Es ist doch immer wieder eine Freude und simultan eine weitere Bestätigung dafür, warum man sich über all die Jahre so derart intensiv mit dem Medium Film auseinandergesetzt hat, Stunden über Stunden im Kino und vor der heimischen Mattscheibe verbrachte, wenn man mal wieder Zeuge einer handfesten Überraschung werden darf. „The Gambler – Ein Spiel. Sein Leben“ von Rupert Wyatt hat das Zeug dazu, für Verblüffung zu sorgen, Gesetz dem Fall, man lässt sich auf den Film, seine Mentalität, seinen inneren Flow ein, denn einfach macht er es einem letzten Endes nicht. Das Autorenduo um James Toback und William Monaghan jedenfalls zeigte sich dafür verantwortlich, den existenzialistischen New-Hollywood-(Semi-)Klassiker „Spieler ohne Skrupel“ mit James Caan zu modernisieren. Dass man die Geschichte um ihre drängende Schwere entschlackte, dürfte weniger absonderlich erscheinen, dass „The Gambler – Ein Spiel. Sein Leben“ aber doch permanent darauf intendiert, seinen eigenen Kopf durchzusetzen, selbst wenn ihn dafür durch die Wand brechen muss, kommt so unverhofft wie erfreulich.

Die Grundstory, also der rote Faden, der sich durch den gesamten Film schlängelt, könnte in seiner High-Concept-Formulierung nicht konventioneller respektive banaler daherkommen: Ein pathologischer Glücksspieler steht in der Kreide zweier äußerst unangenehmer Kredithaie (Michael K. Williams, John Goodman) und hat genau sieben Tage Zeit, das geliehene Geld aufzubringen, ansonsten erwartet ihn sein blaues Wunder. Kennt man so und hat man so auch eigentlich schon längst satt. „The Gambler – Ein Spiel. Sein Leben“ zielt jedoch nicht darauf ab, diese eher unterfordernde Geschichte möglichst reißerisch zu artikulieren, damit alle Klischees und Stereotypen auch wie auf dem Silbertablett bedient werden. Vielmehr erweist sich das Drehbuch als selbstsichere Menage aus vielerlei Genres: „The Gambler – Ein Spiel. Sein Leben“ ist da dem introspektiven Charakter-Drama ebenso zugeneigt, wie dem schroff-pulpigen Gangster-Thriller. Dass es aufgrund dieser nicht immer ganz runden Konstellation ein eher durchwachsenes Kritiker-Echo zu rezipieren gab, mag nachvollziehbar sein, erweckt aber auch wiederholt den Eindruck feuilletonistischer Verbissenheit.

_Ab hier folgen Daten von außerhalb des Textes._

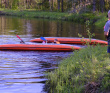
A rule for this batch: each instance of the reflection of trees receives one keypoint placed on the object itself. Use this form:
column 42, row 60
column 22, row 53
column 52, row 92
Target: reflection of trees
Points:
column 57, row 5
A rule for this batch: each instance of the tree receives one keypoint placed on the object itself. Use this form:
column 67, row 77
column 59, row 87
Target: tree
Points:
column 94, row 5
column 58, row 3
column 62, row 5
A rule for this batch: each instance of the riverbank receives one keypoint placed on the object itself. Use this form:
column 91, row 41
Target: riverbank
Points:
column 97, row 19
column 87, row 70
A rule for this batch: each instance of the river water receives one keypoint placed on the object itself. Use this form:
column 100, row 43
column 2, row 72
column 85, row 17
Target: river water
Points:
column 24, row 71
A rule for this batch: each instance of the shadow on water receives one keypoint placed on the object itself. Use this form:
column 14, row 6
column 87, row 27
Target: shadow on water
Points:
column 24, row 71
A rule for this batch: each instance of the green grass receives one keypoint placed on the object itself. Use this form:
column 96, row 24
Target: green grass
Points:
column 98, row 19
column 89, row 65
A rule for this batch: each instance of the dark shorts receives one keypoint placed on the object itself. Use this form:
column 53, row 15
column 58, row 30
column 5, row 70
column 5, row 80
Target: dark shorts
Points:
column 108, row 50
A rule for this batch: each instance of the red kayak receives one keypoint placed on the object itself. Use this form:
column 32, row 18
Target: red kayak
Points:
column 67, row 40
column 39, row 47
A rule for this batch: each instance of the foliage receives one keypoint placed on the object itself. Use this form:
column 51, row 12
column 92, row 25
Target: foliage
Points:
column 78, row 70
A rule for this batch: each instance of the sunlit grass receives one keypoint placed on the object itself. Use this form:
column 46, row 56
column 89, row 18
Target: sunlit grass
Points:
column 75, row 72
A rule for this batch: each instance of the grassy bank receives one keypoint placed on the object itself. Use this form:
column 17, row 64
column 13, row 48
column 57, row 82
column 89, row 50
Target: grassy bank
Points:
column 98, row 19
column 87, row 70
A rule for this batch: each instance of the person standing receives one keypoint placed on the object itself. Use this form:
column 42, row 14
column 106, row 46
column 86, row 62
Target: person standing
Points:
column 107, row 31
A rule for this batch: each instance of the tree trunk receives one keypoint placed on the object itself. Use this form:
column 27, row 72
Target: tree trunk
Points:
column 62, row 5
column 102, row 5
column 1, row 3
column 94, row 5
column 58, row 2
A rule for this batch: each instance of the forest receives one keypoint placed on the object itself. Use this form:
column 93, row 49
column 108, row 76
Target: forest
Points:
column 73, row 6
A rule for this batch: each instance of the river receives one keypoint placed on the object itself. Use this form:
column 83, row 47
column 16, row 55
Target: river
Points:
column 24, row 71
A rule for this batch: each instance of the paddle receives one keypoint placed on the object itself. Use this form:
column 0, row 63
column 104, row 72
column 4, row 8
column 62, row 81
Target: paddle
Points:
column 20, row 39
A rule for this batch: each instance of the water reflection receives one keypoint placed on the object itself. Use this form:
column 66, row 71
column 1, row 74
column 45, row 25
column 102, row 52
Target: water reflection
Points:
column 24, row 71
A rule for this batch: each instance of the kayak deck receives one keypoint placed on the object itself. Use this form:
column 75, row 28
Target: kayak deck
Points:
column 39, row 47
column 68, row 40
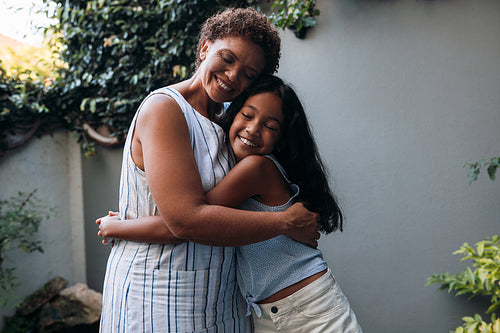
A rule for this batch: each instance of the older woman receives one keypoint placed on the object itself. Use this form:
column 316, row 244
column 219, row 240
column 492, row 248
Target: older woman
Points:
column 174, row 153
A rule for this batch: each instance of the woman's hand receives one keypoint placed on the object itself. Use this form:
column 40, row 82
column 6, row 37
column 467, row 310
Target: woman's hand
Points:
column 302, row 225
column 103, row 223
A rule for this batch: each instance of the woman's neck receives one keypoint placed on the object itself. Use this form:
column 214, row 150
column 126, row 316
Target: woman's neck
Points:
column 194, row 93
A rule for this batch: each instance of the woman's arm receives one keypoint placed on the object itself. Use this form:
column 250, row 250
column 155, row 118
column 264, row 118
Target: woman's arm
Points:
column 254, row 175
column 163, row 150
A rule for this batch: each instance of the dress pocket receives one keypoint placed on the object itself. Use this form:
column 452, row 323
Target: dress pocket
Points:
column 181, row 301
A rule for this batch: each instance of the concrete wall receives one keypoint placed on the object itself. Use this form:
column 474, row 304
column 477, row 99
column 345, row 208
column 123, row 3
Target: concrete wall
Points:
column 400, row 94
column 52, row 165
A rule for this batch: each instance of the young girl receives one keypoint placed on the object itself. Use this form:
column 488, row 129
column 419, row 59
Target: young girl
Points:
column 286, row 284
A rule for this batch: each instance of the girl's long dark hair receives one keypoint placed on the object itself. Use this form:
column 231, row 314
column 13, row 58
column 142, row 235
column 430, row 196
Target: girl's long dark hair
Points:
column 296, row 151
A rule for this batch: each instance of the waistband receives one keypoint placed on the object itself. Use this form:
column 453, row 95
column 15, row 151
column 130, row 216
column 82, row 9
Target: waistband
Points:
column 301, row 296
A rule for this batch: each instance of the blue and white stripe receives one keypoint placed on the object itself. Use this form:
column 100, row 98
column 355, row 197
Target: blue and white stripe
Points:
column 173, row 288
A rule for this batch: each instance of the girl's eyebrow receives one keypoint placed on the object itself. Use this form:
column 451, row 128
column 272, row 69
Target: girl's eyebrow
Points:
column 255, row 109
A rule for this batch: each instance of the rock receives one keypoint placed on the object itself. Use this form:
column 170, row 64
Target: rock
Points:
column 71, row 310
column 42, row 296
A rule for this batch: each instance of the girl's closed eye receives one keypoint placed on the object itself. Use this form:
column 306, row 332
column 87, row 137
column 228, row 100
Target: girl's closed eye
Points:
column 273, row 127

„The Gambler – Ein Spiel. Sein Leben“ ist keinesfalls DIE filmische Apotheose des neuen Jahrtausends, ist aber mindestens so gut, dass man ihn nicht nach einer Woche schon wieder aus dem Gedächtnis gestrichen hat. Die Nachwirkung gebiert aus dem Auftreten seiner Superstars Mark Wahlberg. Sonst eher den Rollentypus des kernig-tumben Proleten bedienend, rudert Wahlberg als Jim Bennett auffallend zurück und weidet sich nicht am Machismo, sondern an der puren Selbstzerstörung. Keine Übertreibung ist es, wenn man diese Performance als die wohl stärkste seiner Karriere tituliert – Direkt nach Dirk Diggler in Paul Thomas Andersons „Boogie Nights“, versteht sich. Mark Wahlberg gelingt es in beachtlicher Fasson, die intrinsische Gleichgültigkeit seines Charakters zur Geltung zu bringen. Versteckt hinter einer schwarzen Sonnenbrille, ist Jim Bennett tagsüber Literaturprofessor, um sich des nachts die Stunden an den Spieltischen um die Ohren zu schlagen. Das Klappern der Kugel, die über das Rouletterad rauscht, wird für Bennett zur Symphonie vom metaphorischen Sonnenauf- sowie Sonnenuntergang.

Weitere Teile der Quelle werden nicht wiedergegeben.